2026-03-23 –, TALKS
AI is not just changing the systems we build, but the kinds of issues that show up in a bug bounty queue. As someone who triages submissions for a large public bug bounty program, I've seen how AI related findings introduce new gray areas. These issues do not always look like traditional vulnerabilities. They often sit at the intersection of model behavior, product design, and real security impact.
In this workshop, I'll walk through how AI reports enter our bug bounty program, how policy boundaries are applied in practice, and how we evaluate whether a finding represents meaningful risk.
In the second half, we'll get hands-on with a vulnerable MCP style server adapted from the open source Vulnerable MCP Servers Lab. We'll reproduce a trust boundary failure, analyze its impact, and walk through how a report like this would be classified and triaged inside a real bug bounty program.
This session offers a practical look at how AI vulnerabilities are evaluated from the triage side and how architectural decisions determine whether an AI issue stays theoretical or becomes infrastructure risk.

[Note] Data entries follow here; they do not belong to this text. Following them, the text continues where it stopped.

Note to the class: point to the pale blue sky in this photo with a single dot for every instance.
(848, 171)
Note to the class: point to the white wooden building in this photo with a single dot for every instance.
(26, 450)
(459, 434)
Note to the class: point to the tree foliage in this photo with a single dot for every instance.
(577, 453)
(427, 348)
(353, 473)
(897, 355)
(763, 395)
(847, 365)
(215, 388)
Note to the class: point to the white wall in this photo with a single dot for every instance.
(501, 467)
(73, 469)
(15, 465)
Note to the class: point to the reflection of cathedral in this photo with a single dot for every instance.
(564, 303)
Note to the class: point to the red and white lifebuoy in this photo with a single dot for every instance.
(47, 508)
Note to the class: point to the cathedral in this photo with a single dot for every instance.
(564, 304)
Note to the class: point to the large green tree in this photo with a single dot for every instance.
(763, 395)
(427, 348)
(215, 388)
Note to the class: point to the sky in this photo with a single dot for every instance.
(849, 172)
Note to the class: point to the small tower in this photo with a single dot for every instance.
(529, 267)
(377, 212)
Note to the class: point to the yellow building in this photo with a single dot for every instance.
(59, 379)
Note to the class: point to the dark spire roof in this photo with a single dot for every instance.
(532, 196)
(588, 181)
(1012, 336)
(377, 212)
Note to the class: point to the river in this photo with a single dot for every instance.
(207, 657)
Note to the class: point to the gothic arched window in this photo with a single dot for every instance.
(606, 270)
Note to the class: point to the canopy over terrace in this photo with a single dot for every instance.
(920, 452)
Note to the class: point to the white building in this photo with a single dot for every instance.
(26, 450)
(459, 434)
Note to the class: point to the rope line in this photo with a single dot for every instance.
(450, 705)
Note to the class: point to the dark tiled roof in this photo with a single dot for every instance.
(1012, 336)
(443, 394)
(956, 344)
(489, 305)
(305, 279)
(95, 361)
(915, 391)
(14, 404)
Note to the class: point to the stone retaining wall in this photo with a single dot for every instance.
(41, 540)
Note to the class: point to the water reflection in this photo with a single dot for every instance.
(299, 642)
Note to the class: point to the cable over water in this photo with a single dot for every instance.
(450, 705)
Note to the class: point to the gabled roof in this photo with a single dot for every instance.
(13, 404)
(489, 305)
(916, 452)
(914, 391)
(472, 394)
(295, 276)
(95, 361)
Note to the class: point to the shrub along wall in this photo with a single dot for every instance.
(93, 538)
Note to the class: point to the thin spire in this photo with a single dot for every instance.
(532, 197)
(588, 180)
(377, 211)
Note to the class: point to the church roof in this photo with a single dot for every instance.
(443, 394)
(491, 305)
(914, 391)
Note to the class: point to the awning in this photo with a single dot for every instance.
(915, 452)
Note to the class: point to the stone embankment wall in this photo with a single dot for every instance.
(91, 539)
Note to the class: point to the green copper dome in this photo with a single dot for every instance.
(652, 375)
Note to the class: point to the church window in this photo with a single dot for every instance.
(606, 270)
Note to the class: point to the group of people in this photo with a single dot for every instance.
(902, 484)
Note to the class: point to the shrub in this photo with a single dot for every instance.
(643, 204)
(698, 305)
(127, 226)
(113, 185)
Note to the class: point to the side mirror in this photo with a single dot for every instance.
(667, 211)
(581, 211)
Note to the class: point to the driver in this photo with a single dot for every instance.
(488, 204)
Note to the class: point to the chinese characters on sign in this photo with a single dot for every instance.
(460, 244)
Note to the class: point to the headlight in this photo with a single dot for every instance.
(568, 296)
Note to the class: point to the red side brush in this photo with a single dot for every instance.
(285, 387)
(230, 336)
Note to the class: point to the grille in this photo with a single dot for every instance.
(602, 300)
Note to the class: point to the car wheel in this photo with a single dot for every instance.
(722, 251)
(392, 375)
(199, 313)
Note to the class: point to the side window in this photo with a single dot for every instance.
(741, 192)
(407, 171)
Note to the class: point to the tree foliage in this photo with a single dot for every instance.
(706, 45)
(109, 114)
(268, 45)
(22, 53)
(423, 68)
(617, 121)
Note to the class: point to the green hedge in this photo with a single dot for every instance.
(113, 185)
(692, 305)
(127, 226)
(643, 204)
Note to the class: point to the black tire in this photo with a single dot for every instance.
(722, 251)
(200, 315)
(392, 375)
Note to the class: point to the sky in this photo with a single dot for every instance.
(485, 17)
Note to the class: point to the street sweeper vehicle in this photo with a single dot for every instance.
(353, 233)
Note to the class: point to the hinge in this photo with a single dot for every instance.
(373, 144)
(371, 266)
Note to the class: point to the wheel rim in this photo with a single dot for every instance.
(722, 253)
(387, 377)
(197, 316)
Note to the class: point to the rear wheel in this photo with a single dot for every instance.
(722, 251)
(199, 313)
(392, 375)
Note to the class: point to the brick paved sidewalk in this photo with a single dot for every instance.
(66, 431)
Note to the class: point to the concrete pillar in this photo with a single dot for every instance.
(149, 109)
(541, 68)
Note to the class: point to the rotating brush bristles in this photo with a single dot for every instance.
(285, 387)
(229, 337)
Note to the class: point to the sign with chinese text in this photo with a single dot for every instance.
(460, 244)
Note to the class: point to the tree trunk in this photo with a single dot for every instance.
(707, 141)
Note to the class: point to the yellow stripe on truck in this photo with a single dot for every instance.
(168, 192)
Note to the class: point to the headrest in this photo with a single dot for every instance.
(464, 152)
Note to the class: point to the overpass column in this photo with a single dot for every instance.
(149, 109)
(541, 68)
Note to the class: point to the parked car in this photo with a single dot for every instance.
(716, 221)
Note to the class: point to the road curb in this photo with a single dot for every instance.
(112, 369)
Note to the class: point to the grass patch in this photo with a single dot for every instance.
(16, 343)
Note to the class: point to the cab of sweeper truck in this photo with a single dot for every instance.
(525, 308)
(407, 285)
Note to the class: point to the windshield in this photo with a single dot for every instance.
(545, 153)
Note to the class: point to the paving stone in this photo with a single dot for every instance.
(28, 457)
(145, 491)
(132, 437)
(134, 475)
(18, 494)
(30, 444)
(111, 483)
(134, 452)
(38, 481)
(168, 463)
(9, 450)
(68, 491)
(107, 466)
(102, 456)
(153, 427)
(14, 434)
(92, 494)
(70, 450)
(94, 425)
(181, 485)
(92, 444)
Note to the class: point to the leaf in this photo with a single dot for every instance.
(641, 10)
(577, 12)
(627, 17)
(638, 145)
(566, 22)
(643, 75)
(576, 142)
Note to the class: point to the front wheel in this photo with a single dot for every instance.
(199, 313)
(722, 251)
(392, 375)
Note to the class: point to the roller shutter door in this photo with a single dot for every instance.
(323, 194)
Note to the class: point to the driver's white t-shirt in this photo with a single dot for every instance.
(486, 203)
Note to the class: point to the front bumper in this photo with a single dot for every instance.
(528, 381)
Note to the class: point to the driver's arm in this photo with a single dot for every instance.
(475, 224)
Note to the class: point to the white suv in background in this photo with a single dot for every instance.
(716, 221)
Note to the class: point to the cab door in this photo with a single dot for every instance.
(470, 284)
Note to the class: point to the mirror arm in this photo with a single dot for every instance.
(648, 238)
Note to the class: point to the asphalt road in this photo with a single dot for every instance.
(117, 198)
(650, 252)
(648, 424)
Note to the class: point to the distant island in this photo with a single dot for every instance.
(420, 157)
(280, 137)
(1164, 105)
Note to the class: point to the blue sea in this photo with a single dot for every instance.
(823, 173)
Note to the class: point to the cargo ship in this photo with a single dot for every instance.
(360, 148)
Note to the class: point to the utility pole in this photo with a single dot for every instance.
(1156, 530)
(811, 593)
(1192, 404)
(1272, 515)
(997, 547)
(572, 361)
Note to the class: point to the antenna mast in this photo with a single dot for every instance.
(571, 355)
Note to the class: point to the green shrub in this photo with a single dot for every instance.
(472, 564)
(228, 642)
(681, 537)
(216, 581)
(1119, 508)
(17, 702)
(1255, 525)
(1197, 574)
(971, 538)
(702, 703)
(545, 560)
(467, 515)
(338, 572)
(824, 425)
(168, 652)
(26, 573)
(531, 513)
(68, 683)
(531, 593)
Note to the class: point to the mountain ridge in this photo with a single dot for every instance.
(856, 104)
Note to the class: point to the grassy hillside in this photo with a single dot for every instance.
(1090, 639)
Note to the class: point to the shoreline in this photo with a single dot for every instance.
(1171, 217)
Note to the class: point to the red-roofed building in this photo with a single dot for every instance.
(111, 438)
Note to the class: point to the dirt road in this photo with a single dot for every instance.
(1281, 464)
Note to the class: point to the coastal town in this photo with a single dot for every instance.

Ani Turner is a Senior Security Engineer at Adobe, where she leads the bug bounty program and works closely with ethical hackers to help strengthen product security. She sits at the intersection of research and engineering, triaging vulnerability reports, assessing real world impact, and guiding findings from submission to remediation. With a background in full-stack development and psychology, Ani brings a unique, practical, and collaborative approach to building scalable security programs.